Ever feel like your dog just doesn’t listen to the things you ask him to do?  You’ve taken all of the classes and have learned everything there is to know about training a dog for real life, but it’s still a struggle to recall him in the park or get him to drop your $800 Prada shoes without a steeple-chase around the house.

I think this is sometimes because we spend so much time focusing on what we don’t want our dogs to be doing, that we forget to ask for things that we do want them to do.  There really are dogs out there who think that their names are “No!”  Likewise, there are many dogs out there who think that choking on their flat collars while pulling like mack trucks is a perfectly normal part of going for a walk, simply because they’ve never known any different.

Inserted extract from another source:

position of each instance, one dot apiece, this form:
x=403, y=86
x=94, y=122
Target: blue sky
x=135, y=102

The word “no” for us, has obvious negative connotations.  It’s a quick word that flies out of our mouths any time we catch our dogs in the act.  It comes to us faster than thinking up an actual cue, like “drop it” or “leave it.”  “No” seems to be effective because we’re usually yelling when we say it, which startles and distracts our dogs.  But does it teach them not to eat that delicious piece of garbage?  Sure doesn’t, folks.  It just teaches them that sometimes humans are loud and unpredictable, so it’s best to do things without them noticing.

Which begs the question…do dogs feel guilt?  I sometimes struggle with this one because their facial expressions sure do look guilty.  But these appeasement gestures have less to do with guilt and more to do with trying to “turn off” the signals of anger/frustration that you are giving off because you’ve just walked into a room to find your couch stripped to the frame.  My dog displays a guilty face when we say “what did you do?” even though she didn’t do anything at all.  She just associates that phrase with when she has been “in trouble” in the past, and now my fiance likes to say it to her because her guilty face is really cute.  He’s a work in progress.

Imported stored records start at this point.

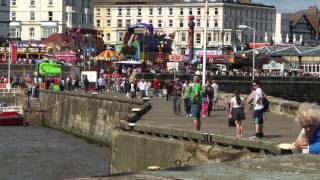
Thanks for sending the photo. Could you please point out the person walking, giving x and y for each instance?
(208, 94)
(186, 93)
(86, 83)
(236, 112)
(196, 101)
(156, 86)
(176, 93)
(215, 88)
(308, 141)
(100, 84)
(256, 97)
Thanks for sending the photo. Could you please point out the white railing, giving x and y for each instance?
(17, 109)
(7, 91)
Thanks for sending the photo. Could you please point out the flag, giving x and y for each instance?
(14, 54)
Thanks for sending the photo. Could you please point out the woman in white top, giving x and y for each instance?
(236, 112)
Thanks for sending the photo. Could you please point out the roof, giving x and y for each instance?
(170, 2)
(279, 51)
(313, 20)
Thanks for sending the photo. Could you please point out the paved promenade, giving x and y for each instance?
(278, 128)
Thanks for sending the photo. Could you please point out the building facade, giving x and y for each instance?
(305, 26)
(4, 18)
(282, 28)
(38, 19)
(114, 16)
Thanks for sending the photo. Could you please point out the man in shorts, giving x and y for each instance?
(256, 96)
(196, 102)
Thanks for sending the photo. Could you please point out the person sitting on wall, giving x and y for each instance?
(308, 116)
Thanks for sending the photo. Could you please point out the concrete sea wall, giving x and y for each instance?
(89, 116)
(135, 148)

Some might think “oh gosh, these positive reinforcement trainers are so namby-pamby that they won’t even say ‘no!’ to their dogs!”  It’s really not about that.  We don’t believe that saying “no” is abusive or mean.  We just think it’s a waste of breath.  Dog training is about replacing behaviours we don’t like (i.e. stealing socks and undies) with behaviours that we do like (i.e. “leave it” or “drop it”).  And of course, it’s about managing our dogs’ environments so that they’ll always be successful (i.e. put your socks and undies in the hamper, for the love of pete).

The next time you catch yourself sounding like a broken record on the smash hit album “NO! And Other Dog Training Problems,” think about what’s happening in front of you and what can be done to change it, as well as improve communication between you and your dog.